Behind this syrup-smelling surfing psychic’s cute round face is a nasty, vile truth: Game Freak and The Pokémon Company were only willing to give Raichu attention if they changed him into something else entirely. The boy cannot get respect in his own form, and that has only become more clear in the years since Sun and Moon. Pikachu gets a Gigantamax form in Sword and Shield, an exclusive Z-Move in Sun and Moon, and is always the playable version in games like Pokken Tournament and Pokémon Unite. Raichu, meanwhile, gets scraps…unless it’s the Alolan variant, which is featured in games like Super Smash Bros. Ultimate and is playable in Pokémon Unite

A lot of this disrespect and preferential treatment has come after Sun and Moon, but I still called Alolan Raichu for what it was. Sun and Moon was already primed to push me away with its less interesting tropical setting and a Pokedex with too few standouts to keep me hunting for new favorites, so to not even be able to explore this region with my favorite electric rat? To be told to settle for an imposter that smells of hotcakes and psychic power? I just couldn’t push through. And y’all, I have tried so many times over the past 10 years. However, maybe I can finally go back after Pokémon Legends: Z-A.

Raichux© The Pokémon Company

The latest RPG in the series finally gives Raichu his due. He has not one, but two Mega Evolutions now, after having been oddly overlooked when X and Y came out and first introduced those transformations. I’m obsessed with both of these forms, though I have a preference for the flying, physical-attacking X form. I admit, however, there is some part of me that still feels a little bit of that lingering resentment because both forms carry distinct visual similarities to Pikachu, almost as if Game Freak wanted to make a Mega Pikachu but couldn’t based on their own rules, and so my rat son finally got love. Yes, Alolan Raichu felt like a slight to us OG Raichu lovers at the time…but now that my favorite Pokémon finally isn’t being ignored, do I have it in me to forgive the dopey-ass surfer boy for his crimes?

As the resident Pokémon guy around these parts, Sun and Moon is one of the only examples I have of a backlog game that feels truly wrong to have not seen through to the end.
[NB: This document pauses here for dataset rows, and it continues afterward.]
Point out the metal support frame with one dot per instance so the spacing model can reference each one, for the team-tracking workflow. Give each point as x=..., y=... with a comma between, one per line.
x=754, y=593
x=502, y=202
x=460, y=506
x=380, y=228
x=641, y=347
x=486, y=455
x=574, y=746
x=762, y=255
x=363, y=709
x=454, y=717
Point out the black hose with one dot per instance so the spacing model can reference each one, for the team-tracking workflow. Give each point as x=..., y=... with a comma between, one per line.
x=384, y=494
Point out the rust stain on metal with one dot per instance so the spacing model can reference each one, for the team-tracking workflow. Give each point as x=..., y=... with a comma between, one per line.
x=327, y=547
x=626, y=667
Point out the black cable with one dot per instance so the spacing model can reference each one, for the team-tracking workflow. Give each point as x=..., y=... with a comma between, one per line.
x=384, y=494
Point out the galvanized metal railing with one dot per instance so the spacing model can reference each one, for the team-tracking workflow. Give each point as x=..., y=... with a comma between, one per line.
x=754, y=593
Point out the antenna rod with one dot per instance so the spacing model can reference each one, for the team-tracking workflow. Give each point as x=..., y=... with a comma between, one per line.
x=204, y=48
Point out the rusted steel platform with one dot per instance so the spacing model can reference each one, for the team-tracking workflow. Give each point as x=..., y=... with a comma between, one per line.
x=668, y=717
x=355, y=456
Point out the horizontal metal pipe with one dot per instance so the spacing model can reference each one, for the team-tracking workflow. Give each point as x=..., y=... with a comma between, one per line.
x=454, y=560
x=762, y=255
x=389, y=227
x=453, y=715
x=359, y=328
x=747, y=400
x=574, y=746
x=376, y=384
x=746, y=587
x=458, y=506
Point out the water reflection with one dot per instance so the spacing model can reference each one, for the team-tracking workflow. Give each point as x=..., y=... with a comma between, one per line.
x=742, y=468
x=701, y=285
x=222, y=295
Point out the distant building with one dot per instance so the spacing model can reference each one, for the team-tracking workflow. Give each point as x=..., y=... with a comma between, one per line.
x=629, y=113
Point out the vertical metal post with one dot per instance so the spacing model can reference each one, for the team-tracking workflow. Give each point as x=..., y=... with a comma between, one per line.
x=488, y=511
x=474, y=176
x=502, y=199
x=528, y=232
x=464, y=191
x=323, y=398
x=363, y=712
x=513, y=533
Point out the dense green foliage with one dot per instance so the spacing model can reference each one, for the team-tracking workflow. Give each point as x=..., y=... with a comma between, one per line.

Usually, if I don’t finish a game, there’s a less stupid and prideful reason like I just wasn’t enjoying it, so I don’t carry the baggage of games left incomplete on my shoulders as I head out to new worlds on unknown adventures. But I’m a certified champion in every other Pokémon region besides Alola, which I left unconquered mostly because I didn’t want to do it without my best friend by my side. I might not go back any time soon, but for the first time in over a decade, I’m starting to feel like I’m letting go of the pride that has kept me from seeing it through.